Her lifelong interest in cartography bubbles up in subtle ways throughout Apsara Engine, but takes center stage in the allegorical “Swandive,” a story exemplifying the beauty and humor of her work that feels like the beating heart of the collection.
“Swandive” chronicles a pair of desi trans academics, Onima and Amrit, who meet at a conference. As the first panels depict Onima delivering a paper on mapmaking, the quotable dialogue makes a turn toward the esoteric. “I imagine trans geographies to be a means of using cartography as a generative tool rather than a descriptive device … a way to chart possibilities, ways of being that have yet to manifest themselves,” Onima says, capturing the attention of Amrit, gazing from the audience.
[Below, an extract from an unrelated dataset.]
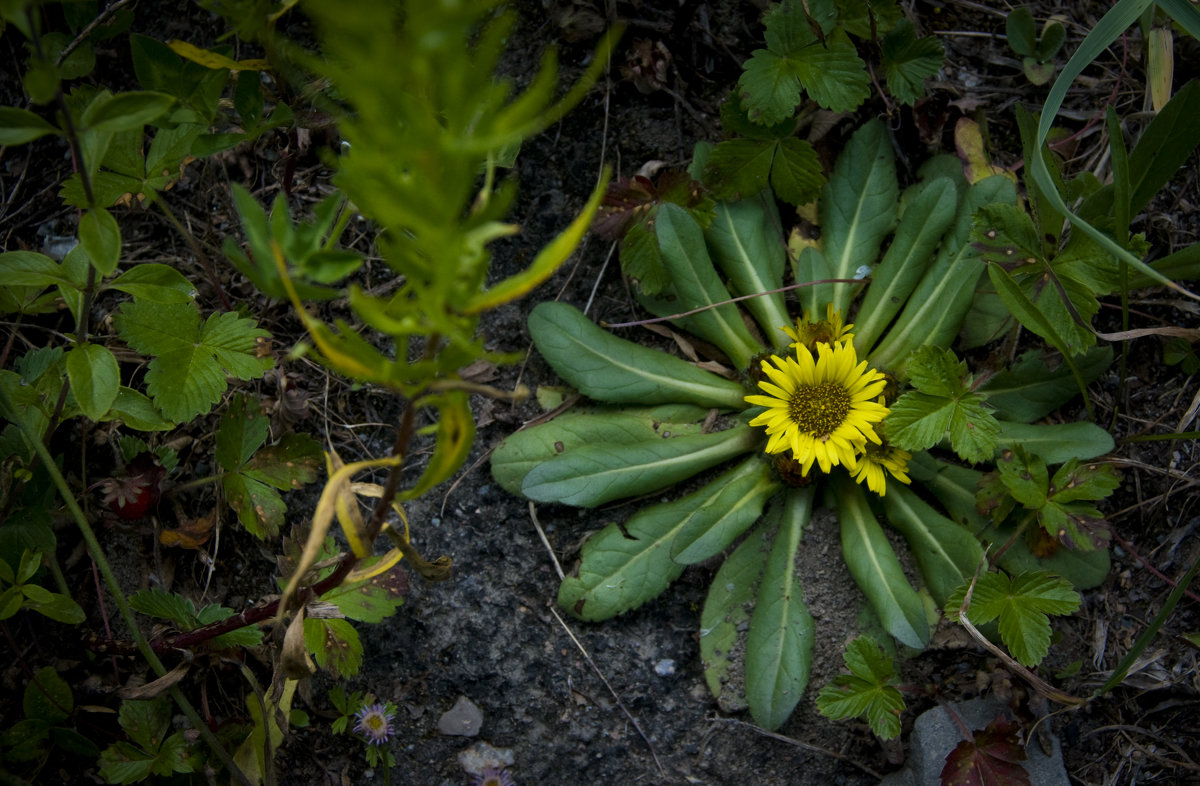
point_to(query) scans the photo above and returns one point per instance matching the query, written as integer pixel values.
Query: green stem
(114, 587)
(1122, 669)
Among all the works in Apsara Engine, “Swandive” is notable for how explicitly and poetically it brings the multifacetedness of trans experiences to the fore. After Onima’s presentation wraps up, the two characters bond over drinks at a bar, where their conversation turns to the intersectionality of gender and race, specifically of trans and South Asian American identities. “It’s like being unmoored twice over. It’s like you‘ve lost a culture you never had, and you’re banished from the family you thought you had,” confesses Amrit, with the panels shifting focus between the characters in a natural rhythm that makes you feel like you’re eavesdropping on a private conversation.
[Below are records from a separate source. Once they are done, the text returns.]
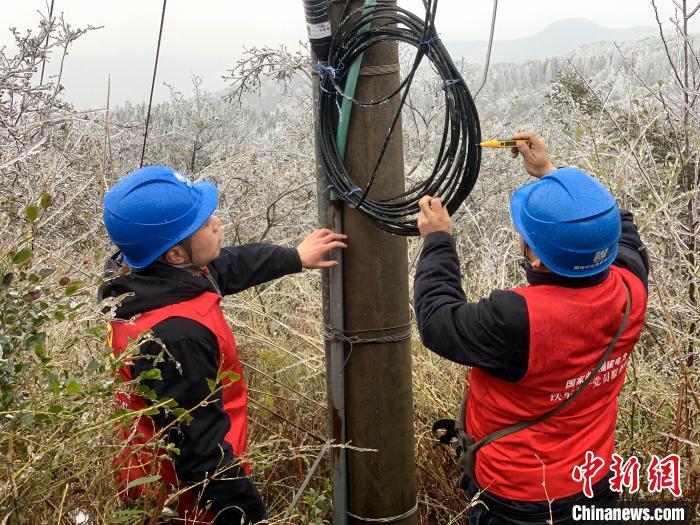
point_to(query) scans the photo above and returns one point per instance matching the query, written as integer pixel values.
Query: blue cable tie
(324, 70)
(429, 42)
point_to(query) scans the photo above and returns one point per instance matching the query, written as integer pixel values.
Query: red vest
(141, 457)
(570, 328)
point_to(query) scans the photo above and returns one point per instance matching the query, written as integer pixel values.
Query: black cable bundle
(459, 156)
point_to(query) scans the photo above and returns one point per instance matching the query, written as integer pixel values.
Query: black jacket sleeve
(240, 267)
(631, 252)
(204, 458)
(492, 334)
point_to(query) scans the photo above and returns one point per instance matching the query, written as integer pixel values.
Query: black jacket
(192, 359)
(493, 334)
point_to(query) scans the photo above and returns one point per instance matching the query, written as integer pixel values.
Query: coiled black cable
(459, 155)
Som’s wit shines through here, too, as her introductory panels poke fun at the self-seriousness of academia while also building a setup to the tender twist the story takes in its final pages. After the couple moves upstairs to a hotel suite, Onima startles Amrit when she draws a vial of her own blood, which she dips her fingers into and then begins painting a magical map, literally deploying the theories she presented at the outset of the story. Onima traces a river, bridges, avenues leading to piazzas, an art school built by a lesbian philanthropist, free housing for gender-nonconforming kids, a small park where a group of trans girls plays soccer and so on. As the imaginary city grows district by district, the comics’ panels turn to detailed splash pages, showing the characters interacting with each other in their fully realized fantasy — the trans utopia they’ve manifested together, painted in their own blood.
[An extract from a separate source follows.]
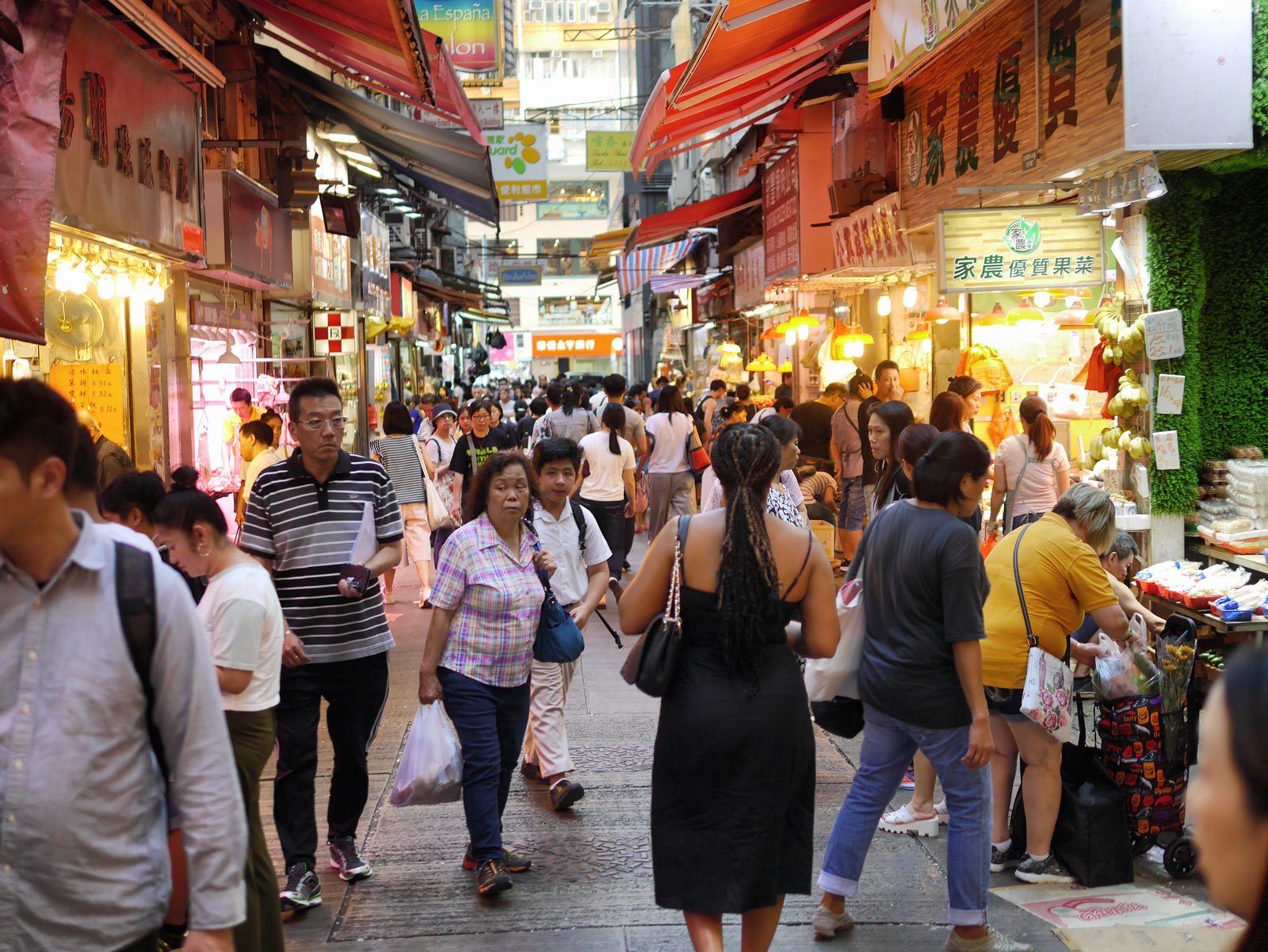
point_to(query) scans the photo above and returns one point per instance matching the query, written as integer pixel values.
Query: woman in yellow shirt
(1062, 579)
“As I was drawing and writing the story, I thought the act of drawing within cartography is the same sort of pursuit as claiming, creating, and enabling your own space as a trans or queer person,” she says.
“It’s a metaphor for the way trans people create our own cultures — a way of imagining something that isn’t there and then saying, we are going to live this way. We create our own spaces where we can thrive.”
And with Apsara Engine, Som has manifested such a space for all of us to visit — a portal to a subversive universe that twists our own sense of reality in strange and empowering ways.